Georgia has requested a mediator to resolve the 25-year water war with Florida. Florida is on board, according to recently released court documents.

A settlement doesn't appear imminent, though, between the long-warring states that disagree over how to share the Chattahoochee and Flint rivers. But the move toward compromise, announced last week, brightened the outlook of one key water wars observer.

"I'm delighted," said Ralph Lancaster, an attorney the U.S. Supreme Court appointed to be a special master to resolve the watery dispute. "And I can't overemphasize the fact that I'm delighted to see both the word 'settlement' and the word 'mediator' in the reports and to know that you're moving toward that process."

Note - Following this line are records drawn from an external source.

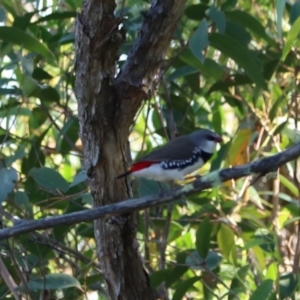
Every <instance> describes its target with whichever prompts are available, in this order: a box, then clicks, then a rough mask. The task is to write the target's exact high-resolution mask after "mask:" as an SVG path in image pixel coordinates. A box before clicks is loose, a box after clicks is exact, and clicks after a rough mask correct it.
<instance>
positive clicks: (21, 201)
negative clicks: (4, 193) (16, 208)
mask: <svg viewBox="0 0 300 300" xmlns="http://www.w3.org/2000/svg"><path fill="white" fill-rule="evenodd" d="M14 201H15V204H16V205H24V206H27V205H28V204H29V198H28V196H27V194H26V193H25V192H16V193H15V195H14Z"/></svg>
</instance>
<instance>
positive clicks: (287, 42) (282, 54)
mask: <svg viewBox="0 0 300 300" xmlns="http://www.w3.org/2000/svg"><path fill="white" fill-rule="evenodd" d="M299 33H300V17H299V18H298V19H297V20H296V21H295V22H294V24H293V26H292V28H291V30H290V31H289V33H288V35H287V39H286V42H285V45H284V47H283V51H282V56H281V60H282V61H283V60H285V59H286V57H287V55H288V54H289V52H290V51H291V49H292V46H293V45H294V43H295V42H296V41H298V36H299Z"/></svg>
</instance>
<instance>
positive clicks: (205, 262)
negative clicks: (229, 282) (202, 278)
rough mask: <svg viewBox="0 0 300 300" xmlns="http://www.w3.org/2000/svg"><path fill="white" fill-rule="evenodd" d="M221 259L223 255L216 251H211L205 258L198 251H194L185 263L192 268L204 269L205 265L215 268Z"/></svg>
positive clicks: (193, 268)
mask: <svg viewBox="0 0 300 300" xmlns="http://www.w3.org/2000/svg"><path fill="white" fill-rule="evenodd" d="M221 260H222V256H220V254H219V253H217V252H215V251H209V252H208V254H207V256H206V258H205V259H203V258H202V257H201V256H200V255H199V253H198V252H197V251H194V252H192V253H190V254H189V255H188V256H187V257H186V259H185V263H186V264H187V265H188V266H189V267H190V268H191V269H192V270H203V269H204V268H203V267H204V265H205V266H206V267H207V268H209V269H210V270H213V269H215V268H216V267H217V266H218V265H219V264H220V262H221Z"/></svg>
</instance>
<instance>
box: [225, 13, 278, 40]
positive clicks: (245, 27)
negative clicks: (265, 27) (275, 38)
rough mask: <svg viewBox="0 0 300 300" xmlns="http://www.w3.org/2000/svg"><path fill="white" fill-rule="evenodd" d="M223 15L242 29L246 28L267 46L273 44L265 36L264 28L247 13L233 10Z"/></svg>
mask: <svg viewBox="0 0 300 300" xmlns="http://www.w3.org/2000/svg"><path fill="white" fill-rule="evenodd" d="M225 15H226V17H227V19H229V20H231V21H234V22H237V23H239V24H241V25H242V26H243V27H244V28H248V29H249V30H251V31H252V32H253V33H254V34H255V35H257V36H258V37H261V38H263V39H264V40H265V41H266V42H268V44H271V45H274V44H275V41H274V40H273V39H271V38H270V37H269V36H268V35H267V34H266V28H265V27H264V26H263V25H262V24H261V23H260V22H259V21H258V20H257V19H256V18H254V17H253V16H252V15H250V14H249V13H247V12H245V11H241V10H234V11H228V12H226V13H225Z"/></svg>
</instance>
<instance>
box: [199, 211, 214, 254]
mask: <svg viewBox="0 0 300 300" xmlns="http://www.w3.org/2000/svg"><path fill="white" fill-rule="evenodd" d="M212 229H213V225H212V223H210V221H209V218H207V217H206V218H205V219H204V220H203V222H202V223H201V224H200V225H199V227H198V230H197V232H196V248H197V251H198V252H199V254H200V256H201V257H202V258H203V259H205V258H206V256H207V254H208V251H209V249H210V236H211V232H212Z"/></svg>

Lancaster, appointed a year ago, has repeatedly and vociferously urged attorneys for Georgia and Florida to settle the water wars case amongst themselves or else risk a possibly unsatisfactory -- to both sides -- judgment promulgated by the special master.

Georgia Gov. Nathan Deal has set aside $20 million for the latest legal skirmish pitting Florida's ailing oyster industry against Georgia's right to use plentiful amounts of Chattahoochee River water, primarily across metro Atlanta. Georgia also seeks to maintain full use of the Flint River and its tributaries for farmers in southwest Georgia.

The rivers join at the Florida border to become the Apalachicola River. A healthy balance of fresh water and salt water is critical for oysters and other critters to survive in the Apalachicola Bay. And therein lies the crux of the never-ending water war: Florida claims that Georgia's profligate use of the rivers harms oystermen, endangered species and the Panhandle way of life.

Deal and his Florida counterpart met in June to try to make a deal. "Unfortunately, those efforts have not advanced and there has been no material progress on settlement since June," Georgia attorney Craig Primis said in a Nov. 6 status report to the special master. "At this point, Georgia believes that the best way to advance the process is to engage a mediator acceptable to both sides who can create a framework for formal in-person discussions and periodic exchanges of information specifically directed to settlement."

Florida welcomed the suggestion. As did Lancaster.

"As I have said from the start, if there's anything, any way at all -- any way at all -- that this can be settled, it ought to be done," he said.

Deal and Florida Gov. Rick Scott declined to comment.